21.     In cross examination, Mrs Peura said that she did not worry about the rate of payment stated on the letters because her circumstances had not changed and that she accordingly assumed that she was continuing to receive her full pension entitlement.  Mrs Peura also said that she has years of business experience and she would have acted to correct the situation had she been made aware that a decision to attribute the trust income and assets to her and her husband had been made.  She explained that she regularly experienced variations in the rate of her payment.  When these variations occurred, as demonstrated by the letter of 6 September 2001, the respondent did not advise her of the reason for the variation and Mrs Peura said she was used to this occurring.  Mrs Peura also stated that she was aware of the data-matching program between the respondent and the Australian Tax Office.
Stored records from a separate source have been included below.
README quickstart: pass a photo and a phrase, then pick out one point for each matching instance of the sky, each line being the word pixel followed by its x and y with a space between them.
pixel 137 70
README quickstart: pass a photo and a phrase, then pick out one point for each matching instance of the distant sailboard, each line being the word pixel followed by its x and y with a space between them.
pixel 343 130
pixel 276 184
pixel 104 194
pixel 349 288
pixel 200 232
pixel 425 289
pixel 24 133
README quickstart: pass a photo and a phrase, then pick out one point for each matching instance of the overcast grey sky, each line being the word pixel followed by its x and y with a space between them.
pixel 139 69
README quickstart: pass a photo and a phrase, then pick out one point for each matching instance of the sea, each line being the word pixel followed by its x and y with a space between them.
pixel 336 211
22.     In the course of re-examination Mrs Peura said that the letters relied upon as notification of the decision did not state why there was a reduction in the rate of payment, or that the notified income came from the trust, or how the income used for the reduction was calculated.  

23.     I found Mrs Peura to be an articulate and intelligent witness and I accept her evidence.

The Legislation

24. The date of effect of a favourable determination is determined in accordance with s109 of the Act. Section 109 provides as follows:

“109(1) If:

(a)a decision (the original decision) is made in relation to a person’s social security payment; and

(b)a notice is given to the person informing the person of the original decision; and

(c)within 13 weeks after the notice is given, the person applies to the Secretary, under section 129, for review of the original decision; and

(d)the favourable determination is made as a result of the application for review;

the favourable determination takes effect on the day on which the determination embodying the original decision took effect.

109(2)If:

(a)a decision (the original decision) is made in relation to a person’s social security payment; and

(b)a notice is given to the person informing the person of the original decision; and

(c)more than 13 weeks after the notice is given, the person applies to the Secretary, under section 129, for review of the original decision; and

(d)the favourable determination is made as a result of the application for review;

the favourable determination takes effect on the day on which the application for review was made.

109(3)If:

(a)a decision (the original decision) is made in relation to a person’s social security payment; and

(b)the person is not given notice of the original decision; and

(c)the person applies to the Secretary, under section 129, for review of the original decision; and

(d)the favourable determination is made as a result of the application for review;

the favourable determination takes effect on the day on which the determination embodying the original decision took effect.”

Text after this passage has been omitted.